Schon bei der Personalienaufnahme zeigte sich, dass der polizeibekannte Mann mehr als einen großen Schluck aus der Flasche genommen hatte. Selbst der Dolmetscherin gelang es nicht, Antworten auf die einfachsten Fragen zu bekommen. Auf die Frage des Richters „Sind sie betrunken?“, kam dann postwendend eine klare Reaktion. „Ich trinke jeden Tag drei Flaschen Wodka“, übersetzte die Dolmetscherin. Und eine Flasche habe der 33-jährige bereits am Morgen des Verhandlungstages getrunken.

Haftfähigkeit geprüft

Richter Sondermann unterbrach daraufhin im Einvernehmen mit Staatsanwältin und Verteidiger die Sitzung und verständigte den Rettungsdienst des Kreises, um Gesundheitszustand bzw. Haftfähigkeit des Angeklagten festzustellen. Ein Atemalkoholtest im Gerichtssaal ergab 1,7 Promille. Eine Entscheidung über die Haftfähigkeit des Mannes wollte die Notärztin vor Ort aber nicht treffen. Der Rettungsdienst beförderte den Mann zunächst ins Krankenhaus.

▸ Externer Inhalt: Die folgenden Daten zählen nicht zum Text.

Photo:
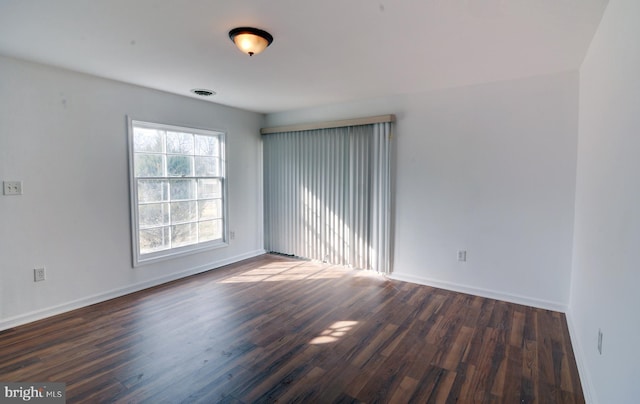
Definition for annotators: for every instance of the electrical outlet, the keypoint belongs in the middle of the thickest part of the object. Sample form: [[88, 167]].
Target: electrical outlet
[[39, 275], [12, 187], [600, 341], [462, 255]]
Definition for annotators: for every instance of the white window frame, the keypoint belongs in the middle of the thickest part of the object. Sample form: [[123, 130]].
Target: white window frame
[[172, 252]]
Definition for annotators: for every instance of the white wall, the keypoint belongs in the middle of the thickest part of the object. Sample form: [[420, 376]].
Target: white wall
[[606, 275], [489, 169], [64, 135]]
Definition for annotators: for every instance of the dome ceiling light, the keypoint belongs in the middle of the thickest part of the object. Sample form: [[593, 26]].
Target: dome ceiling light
[[250, 40]]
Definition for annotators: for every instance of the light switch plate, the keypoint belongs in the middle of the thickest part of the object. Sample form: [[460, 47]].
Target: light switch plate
[[12, 187]]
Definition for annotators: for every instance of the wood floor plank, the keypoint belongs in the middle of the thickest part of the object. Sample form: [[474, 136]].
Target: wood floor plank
[[276, 329]]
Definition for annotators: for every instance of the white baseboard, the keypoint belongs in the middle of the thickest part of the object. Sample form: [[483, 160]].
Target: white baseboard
[[101, 297], [491, 294], [578, 352]]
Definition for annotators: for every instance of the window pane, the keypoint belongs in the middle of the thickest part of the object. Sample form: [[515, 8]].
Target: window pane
[[184, 234], [179, 143], [210, 209], [147, 140], [207, 145], [153, 190], [154, 240], [149, 165], [210, 230], [209, 188], [183, 212], [183, 189], [153, 215], [207, 166], [179, 166]]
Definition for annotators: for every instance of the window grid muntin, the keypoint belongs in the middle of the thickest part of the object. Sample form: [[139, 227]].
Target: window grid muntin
[[201, 234]]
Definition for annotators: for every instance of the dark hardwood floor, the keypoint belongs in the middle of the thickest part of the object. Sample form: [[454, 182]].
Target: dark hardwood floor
[[273, 329]]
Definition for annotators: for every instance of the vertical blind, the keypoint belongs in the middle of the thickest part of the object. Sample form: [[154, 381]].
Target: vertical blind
[[327, 194]]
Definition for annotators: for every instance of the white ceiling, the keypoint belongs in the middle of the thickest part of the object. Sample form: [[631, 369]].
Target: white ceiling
[[323, 51]]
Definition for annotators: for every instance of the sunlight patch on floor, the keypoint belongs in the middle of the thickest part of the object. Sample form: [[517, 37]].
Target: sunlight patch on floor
[[335, 331]]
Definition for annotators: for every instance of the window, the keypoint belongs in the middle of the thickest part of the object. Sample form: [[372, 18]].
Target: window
[[177, 190]]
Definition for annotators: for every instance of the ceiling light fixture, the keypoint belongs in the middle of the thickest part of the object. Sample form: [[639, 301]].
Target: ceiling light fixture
[[203, 92], [250, 40]]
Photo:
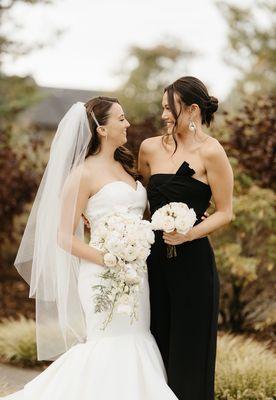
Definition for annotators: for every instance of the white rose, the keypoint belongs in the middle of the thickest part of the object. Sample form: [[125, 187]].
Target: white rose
[[110, 260], [150, 236], [130, 253], [156, 221], [168, 224], [113, 245], [143, 253], [124, 309], [131, 276], [180, 209], [183, 224]]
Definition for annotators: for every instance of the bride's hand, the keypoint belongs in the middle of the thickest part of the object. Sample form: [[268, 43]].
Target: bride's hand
[[175, 238], [206, 215]]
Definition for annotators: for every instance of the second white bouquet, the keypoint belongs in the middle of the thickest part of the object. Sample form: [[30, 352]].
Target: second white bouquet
[[125, 239], [173, 216]]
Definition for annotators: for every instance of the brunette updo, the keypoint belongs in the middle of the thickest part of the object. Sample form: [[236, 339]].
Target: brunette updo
[[99, 107], [192, 91]]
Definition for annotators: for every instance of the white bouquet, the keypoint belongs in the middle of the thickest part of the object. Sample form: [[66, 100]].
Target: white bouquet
[[125, 239], [173, 216]]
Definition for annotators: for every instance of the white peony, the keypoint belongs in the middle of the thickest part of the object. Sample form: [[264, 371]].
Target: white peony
[[184, 223], [110, 260], [131, 276], [130, 253], [168, 224]]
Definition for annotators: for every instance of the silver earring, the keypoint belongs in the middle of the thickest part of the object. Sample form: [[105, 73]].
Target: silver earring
[[192, 126]]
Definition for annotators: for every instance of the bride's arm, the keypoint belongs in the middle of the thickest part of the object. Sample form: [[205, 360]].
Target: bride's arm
[[76, 192]]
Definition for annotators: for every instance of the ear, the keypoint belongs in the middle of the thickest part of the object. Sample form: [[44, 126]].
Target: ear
[[101, 131], [194, 109]]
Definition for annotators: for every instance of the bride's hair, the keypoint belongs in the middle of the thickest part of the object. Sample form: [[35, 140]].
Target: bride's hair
[[98, 111]]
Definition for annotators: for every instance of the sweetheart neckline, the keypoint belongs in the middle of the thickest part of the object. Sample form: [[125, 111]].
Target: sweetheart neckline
[[135, 190]]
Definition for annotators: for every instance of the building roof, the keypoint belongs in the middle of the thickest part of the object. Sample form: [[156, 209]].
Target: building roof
[[55, 102]]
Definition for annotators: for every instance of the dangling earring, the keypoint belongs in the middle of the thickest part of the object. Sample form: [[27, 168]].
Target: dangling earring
[[192, 126]]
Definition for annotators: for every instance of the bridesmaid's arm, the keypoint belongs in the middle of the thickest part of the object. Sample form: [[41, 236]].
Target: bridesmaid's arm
[[144, 170], [220, 179], [143, 164]]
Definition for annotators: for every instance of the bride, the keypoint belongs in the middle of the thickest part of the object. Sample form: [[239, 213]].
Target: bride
[[89, 172]]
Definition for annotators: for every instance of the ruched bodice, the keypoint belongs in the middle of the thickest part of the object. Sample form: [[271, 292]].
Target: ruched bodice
[[113, 196], [184, 291], [182, 187]]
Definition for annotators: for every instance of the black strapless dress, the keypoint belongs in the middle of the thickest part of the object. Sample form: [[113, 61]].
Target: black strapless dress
[[184, 292]]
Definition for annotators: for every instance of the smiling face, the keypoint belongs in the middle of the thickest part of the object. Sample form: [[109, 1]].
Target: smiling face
[[183, 114], [116, 127]]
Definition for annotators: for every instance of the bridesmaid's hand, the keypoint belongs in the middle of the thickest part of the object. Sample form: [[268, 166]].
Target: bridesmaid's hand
[[205, 215], [175, 238]]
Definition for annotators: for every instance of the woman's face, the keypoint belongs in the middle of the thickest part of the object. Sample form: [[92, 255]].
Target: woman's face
[[181, 110], [116, 127]]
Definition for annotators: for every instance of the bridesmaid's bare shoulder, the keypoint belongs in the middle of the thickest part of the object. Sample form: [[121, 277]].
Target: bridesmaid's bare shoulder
[[211, 148], [151, 144]]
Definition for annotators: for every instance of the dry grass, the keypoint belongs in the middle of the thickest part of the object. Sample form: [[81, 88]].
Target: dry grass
[[246, 370], [18, 341]]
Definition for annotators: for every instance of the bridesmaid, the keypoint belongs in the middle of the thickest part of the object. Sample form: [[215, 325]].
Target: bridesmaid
[[187, 165]]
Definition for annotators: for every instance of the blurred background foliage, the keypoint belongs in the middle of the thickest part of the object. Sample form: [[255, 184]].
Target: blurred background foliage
[[245, 126]]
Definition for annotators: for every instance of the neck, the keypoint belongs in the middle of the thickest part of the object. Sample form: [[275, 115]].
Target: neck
[[186, 136], [107, 151]]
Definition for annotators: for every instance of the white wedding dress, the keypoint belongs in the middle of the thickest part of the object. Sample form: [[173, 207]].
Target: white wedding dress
[[121, 362]]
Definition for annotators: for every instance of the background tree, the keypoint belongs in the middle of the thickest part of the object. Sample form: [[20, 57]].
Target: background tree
[[252, 44], [19, 173], [148, 71]]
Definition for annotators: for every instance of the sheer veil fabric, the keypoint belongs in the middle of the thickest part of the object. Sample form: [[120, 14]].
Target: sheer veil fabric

Der Prozess soll nun voraussichtlich im September neu angesetzt werden - dann hoffentlich mit einem nüchternen Angeklagten. Für den Kumpel des Beschuldigten, den Richter Sondermann mehrmals ermahnte, sich ruhig zu verhalten oder den Saal zu verlassen, ist der Fall schon jetzt klar: „Er ist unschuldig, das Problem ist der Alkohol“, rief der Mann aus der letzten Reihe in den Gerichtssaal.